Dataloader length==1 instead of number of images

Hi there,
I am trying to reproduce the results of the following repository:

While training with train_mtl.py file , I noticed that the data loader has length equal to 1, while it should have equal length to the amount of images inside the dataset folder.

Can you help me solve this issue? The contributor used PyTorch 0.3.0 but I am using 0.4.1 because I don’t have Linux and that version is not available fo windows anymore.

That’s not the case. The length of the DataLoader is defined by the number of batches it can generate from the Dataset. In the default setup it should be ceil(len(dataset)/batch_size). If the batch size is equal to the length of your dataset, only a single batch will be returned.

Thank you for your reply.

this is the part of the code that created the train_loader variable:

train_loader = data.DataLoader(
    __dataset__[args.dataset](
        config["train_dataset"],
        seed=config["seed"],
        is_train=True,
        multi_scale_pred=args.multi_scale_pred,
    ),
    batch_size=config["train_batch_size"],
    num_workers=8,
    shuffle=True,
    pin_memory=False,
)

As you can see batch size is set by a parameter inside a json file. The number of images is 4000 (more or less) and the number of batch is 16.
Here is the part of the json file that provides this kind of info to the code:

"seed": 7,
    "task1_classes": 2,
    "task2_classes": 37,
    "task1_weight": 1,
    "task2_weight": 1,
    "train_batch_size": 16,
    "val_batch_size": 4,
    "refinement":3,
    "train_dataset": {
        # we are not interested in the spacenet dataset
        "spacenet":{
            "dir": "/data/spacenet/train_crops/",
            "file": "/data/spacenet/train_crops.txt",
            "image_suffix": ".png",
            "gt_suffix": ".png",
            "crop_size": 256
        },
        "deepglobe":{
            "dir": "C:/Users/.../road_connectivity-master/data/deepglobe/train_crops/",
            "file": "C:/Users/.../road_connectivity-master/data/deepglobe/train_crops.txt",
            "image_suffix": ".jpg",
            "gt_suffix": ".png",
            "crop_size": 256
        },
        "crop_size": 256,
        "augmentation": true,
        "mean" : "[70.95016901, 71.16398124, 71.30953645]",
        "std" : "[ 34.00087859, 35.18201658, 36.40463264]",
        "normalize_type": "Mean",
        "thresh": 0.76,
        "angle_theta": 10,
        "angle_bin": 10
    },

I am not an experienced developer, so please excuse me if I am missing something obvious here.

The train function that uses the train_loader is this:

def train(epoch):
    ...
    for i, data in enumerate(train_loader, 0):
        inputsBGR, labels, vecmap_angles = data
        inputsBGR = Variable(inputsBGR.float().cuda())
        outputs, pred_vecmaps = model(inputsBGR)
        ...

        viz_util.progress_bar(
            i,
            len(train_loader),
            "Loss: %.6f | VecLoss: %.6f | road miou: %.4f%%(%.4f%%) | angle miou: %.4f%% "
            % (
                train_loss_iou / (i + 1),
                train_loss_vec / (i + 1),
                miou,
                road_iou,
                miou_angle,
            ),
        )

When I run this part of code to train the algorithm, I get that the length of the train loader is equal to 1, and therefore, it trains only on one image per epoch.
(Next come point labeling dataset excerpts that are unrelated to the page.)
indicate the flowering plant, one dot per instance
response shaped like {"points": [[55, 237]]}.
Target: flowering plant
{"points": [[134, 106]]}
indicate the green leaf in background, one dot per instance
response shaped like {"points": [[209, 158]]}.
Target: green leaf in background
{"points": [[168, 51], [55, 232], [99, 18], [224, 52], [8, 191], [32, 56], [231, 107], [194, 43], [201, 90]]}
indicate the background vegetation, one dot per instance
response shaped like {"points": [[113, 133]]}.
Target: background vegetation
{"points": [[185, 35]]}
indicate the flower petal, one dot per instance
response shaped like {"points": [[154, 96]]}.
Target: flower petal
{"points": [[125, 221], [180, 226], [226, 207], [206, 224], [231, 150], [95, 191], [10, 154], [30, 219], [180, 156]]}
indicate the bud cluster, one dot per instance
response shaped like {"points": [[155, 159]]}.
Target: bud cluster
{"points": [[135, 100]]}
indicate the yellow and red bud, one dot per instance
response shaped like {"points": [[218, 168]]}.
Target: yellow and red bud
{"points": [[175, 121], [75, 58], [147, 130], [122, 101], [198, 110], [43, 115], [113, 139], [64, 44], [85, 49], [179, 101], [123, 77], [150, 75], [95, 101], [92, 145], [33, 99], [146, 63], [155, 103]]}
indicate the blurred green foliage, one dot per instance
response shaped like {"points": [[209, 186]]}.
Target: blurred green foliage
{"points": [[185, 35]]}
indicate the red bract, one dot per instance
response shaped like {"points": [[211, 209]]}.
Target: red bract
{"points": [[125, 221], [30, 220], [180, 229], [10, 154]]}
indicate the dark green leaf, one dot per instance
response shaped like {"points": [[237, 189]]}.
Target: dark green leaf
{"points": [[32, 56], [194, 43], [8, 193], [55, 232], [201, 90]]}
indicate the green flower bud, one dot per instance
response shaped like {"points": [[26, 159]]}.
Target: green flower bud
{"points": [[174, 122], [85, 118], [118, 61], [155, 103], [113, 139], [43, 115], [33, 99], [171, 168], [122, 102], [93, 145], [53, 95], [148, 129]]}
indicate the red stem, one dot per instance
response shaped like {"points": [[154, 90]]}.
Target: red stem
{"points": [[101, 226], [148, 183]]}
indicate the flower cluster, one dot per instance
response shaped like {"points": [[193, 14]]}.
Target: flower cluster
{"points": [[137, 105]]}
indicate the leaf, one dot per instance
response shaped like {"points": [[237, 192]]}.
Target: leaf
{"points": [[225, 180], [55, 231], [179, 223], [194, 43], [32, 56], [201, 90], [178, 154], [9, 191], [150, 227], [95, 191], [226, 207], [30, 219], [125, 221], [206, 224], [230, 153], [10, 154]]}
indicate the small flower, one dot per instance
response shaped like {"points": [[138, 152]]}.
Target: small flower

Can you help me overcome this issue?

Could you try to narrow down your code to just the data loading, as you shouldn’t get a single batch out of your DataLoader using the specified arguments.

Have a look at this code snippet:

N = 4000
batch_size = 16
dataset = TensorDataset(
    torch.randn(N, 1)
)
loader = DataLoader(
    dataset,
    batch_size=batch_size
)

print('len(dataset) ', len(dataset))
print('len(loader) ', len(loader))
print('expected number of batches {}'.format(
    math.ceil(N / batch_size)))

counter = 0
for data in loader:
    counter += 1

print('loader yields {} batches'.format(counter))

and try to add the print statements into your code. It would be interesting to see the lengths etc.

@ptrblck please check again the previous comment. I have deleted parts of the code that you probably don’t need.

The code looks OK (not sure if the progress_bar is relevant, but I just ignore it), so you would need to add the print statements to your code after creating the Dataset and DataLoader.

In particular, add these lines:

print('len(dataset) ', len(dataset))
print('len(loader) ', len(loader))
print('expected number of batches {}'.format(
    math.ceil(N / batch_size)))

before executing the training loop and post these numbers here.

The progress bar is where it is shown that the train_loader length is equal to 1, while it should be equal to a bigger number, corresponding to the number of images of the batch.

The result of the previous code snipet is the following:

len(dataset)  1
len(loader)  1
expected number of batches 2642

I set N=42264 manually → the number of images withing my training folder.
batch_size=16, set according to the config file

Apparently your Dataset only contains a single sample.
Could you check the image folders and make sure they contain the expected number of files (also make sure they are not in a subfolder etc.).

dataset
As you can see in the above image, the path that I am using is the correct one (it matches the config file).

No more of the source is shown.